Au-delà de l'adaptation de leurs produits aux besoins changeants, les mutations en cours génèrent un certain nombre de défis existentiels pour les assureurs. Les possibilités qu'ouvre l'intelligence artificielle laissent imaginer des scénarios dans lesquels les probabilités jouent un rôle marginal. Il serait alors possible de créer un produit spécifique à chaque individu, avec un risque presque totalement maîtrisé. Dans cette hypothèse, qu'advient-il du principe de mutualisation qui fonde le concept originel de l'assurance ? Dès aujourd'hui, où se situe la frontière entre la personnalisation légitime et l'excès d’individualisation qui mène vers un modèle d’exclusion ?

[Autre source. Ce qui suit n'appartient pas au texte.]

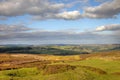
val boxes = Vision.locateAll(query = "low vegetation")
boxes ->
[0,46,120,80]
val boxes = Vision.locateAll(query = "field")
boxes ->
[0,46,120,80]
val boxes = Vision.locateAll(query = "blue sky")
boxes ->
[0,0,120,44]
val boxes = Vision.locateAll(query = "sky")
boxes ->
[0,0,120,45]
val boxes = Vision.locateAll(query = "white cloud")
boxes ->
[96,24,120,31]
[56,11,82,20]
[0,24,31,33]
[83,0,120,18]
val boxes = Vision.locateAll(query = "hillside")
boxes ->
[0,50,120,80]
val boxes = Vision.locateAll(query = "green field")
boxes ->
[0,44,120,80]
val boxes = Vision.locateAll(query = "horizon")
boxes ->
[0,0,120,45]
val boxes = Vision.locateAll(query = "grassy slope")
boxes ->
[0,51,120,80]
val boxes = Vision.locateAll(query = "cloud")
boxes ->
[0,0,120,20]
[0,24,31,33]
[56,11,82,20]
[83,0,120,18]
[96,24,120,31]
[0,0,64,16]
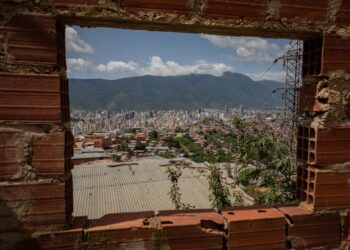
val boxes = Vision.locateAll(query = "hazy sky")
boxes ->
[66,26,289,81]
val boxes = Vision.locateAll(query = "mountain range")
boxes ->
[69,72,282,111]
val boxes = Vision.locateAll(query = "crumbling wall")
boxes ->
[0,0,350,249]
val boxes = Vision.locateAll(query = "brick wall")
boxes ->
[0,0,350,249]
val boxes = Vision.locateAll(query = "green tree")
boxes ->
[234,118,295,205]
[209,165,231,210]
[166,167,194,209]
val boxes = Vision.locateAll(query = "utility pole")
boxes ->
[280,40,303,130]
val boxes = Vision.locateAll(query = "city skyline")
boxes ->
[66,26,289,81]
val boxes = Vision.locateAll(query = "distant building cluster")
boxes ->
[71,106,278,136]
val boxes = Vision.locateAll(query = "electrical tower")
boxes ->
[279,40,303,130]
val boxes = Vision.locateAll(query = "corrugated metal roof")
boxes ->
[72,157,210,219]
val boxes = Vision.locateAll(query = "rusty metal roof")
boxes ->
[72,157,210,219]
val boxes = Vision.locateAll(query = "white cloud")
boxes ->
[67,58,92,71]
[95,56,233,76]
[66,27,94,54]
[247,71,286,83]
[201,35,286,63]
[96,61,140,73]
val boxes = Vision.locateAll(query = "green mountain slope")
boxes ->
[69,72,282,111]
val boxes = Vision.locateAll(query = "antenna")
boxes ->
[281,40,303,129]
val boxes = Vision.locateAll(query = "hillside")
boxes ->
[69,72,282,111]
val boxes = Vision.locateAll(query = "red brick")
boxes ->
[122,0,193,12]
[297,126,350,165]
[0,180,73,230]
[0,16,65,67]
[203,0,265,20]
[302,37,323,76]
[297,166,350,210]
[87,212,156,249]
[280,0,328,21]
[336,1,350,25]
[279,206,340,249]
[0,130,73,179]
[17,228,83,250]
[0,74,69,124]
[222,207,286,249]
[321,35,350,75]
[52,0,100,8]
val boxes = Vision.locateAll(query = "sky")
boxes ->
[66,26,289,82]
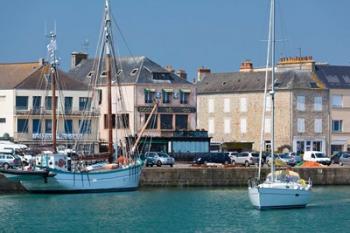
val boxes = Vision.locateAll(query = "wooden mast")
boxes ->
[105,0,113,162]
[51,67,57,153]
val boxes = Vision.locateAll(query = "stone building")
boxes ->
[197,57,330,152]
[0,59,98,150]
[69,53,210,152]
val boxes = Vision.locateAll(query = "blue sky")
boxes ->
[0,0,350,80]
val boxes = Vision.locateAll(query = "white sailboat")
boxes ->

On aurait tort de croire que ces interrogations sont théoriques. Il y a quelques mois, Quilt, une start-up américaine, faisait la démonstration d'un service de demande de devis pour une assurance décès grâce à un simple selfie. Par ailleurs, une équipe de chercheurs annonçait récemment être capable de prédire, avec un taux de confiance élevé, l'espérance de vie d'une personne à partir d'une photographie. Comment réagir quand ces deux tendances fusionneront ? Au début de cette année, les médias britanniques s’inquiétaient des dérives de certaines compagnies, ajustant leurs tarifs selon le patronyme de l’assuré. À terme, il semble inéluctable que le régulateur soit contraint d’intervenir pour fixer les limites, notamment en matière d’éthique et de lutte contre les discriminations.

Une autre problématique qui se pose aux acteurs du secteur de l’assurance est celle de la relation client. Celle-ci a, de tout temps, constitué un handicap, puisque les contacts avec les assurés se réduisent aux versements des primes et à la prise en charge des sinistres, événements peu propices au développement d'opportunités. Mais elle prend désormais une dimension critique :

  • d'un côté, la simplicité demandée par les consommateurs réduit encore ces fenêtres de dialogue ;
  • de l'autre côté, le besoin de connaissance du client devient primordial pour répondre à ses exigences de personnalisation et d'efficacité.
Il faut donc plus que jamais inventer les moyens qui permettront à l'assureur à la fois de maintenir le lien avec son client et d'accéder aux informations nécessaires pour le satisfaire en permanence. À ce jour, la réponse la plus convaincante consiste à miser sur la prévention, ce qui se traduit par une multiplication des initiatives en la matière, depuis la distribution d'Apple Watch aux clients d'Aetna, acteur américain de la protection santé pour les salariés des entreprises, afin qu'ils surveillent leur forme physique, jusqu'à l'intégration d'une solution d'habitation connectée avec l'assurance, comme le propose la jeune pousse britannique Neos.

En synthèse, plus que tout autre secteur (celui de la banque en particulier), l'assurance vit actuellement une période charnière pour son avenir, car elle est confrontée à la convergence de trois grandes transformations :

  • l'évolution des attentes des clients vis-à-vis de leurs fournisseurs de services ;
  • les changements profonds qui affectent les sous-jacents de son activité ;
  • les menaces pesant sur son accès à l'information, qui représente sa matière première.
Les prochaines années promettent donc une épopée passionnante, aussi bien pour les acteurs historiques que pour les nouveaux entrants.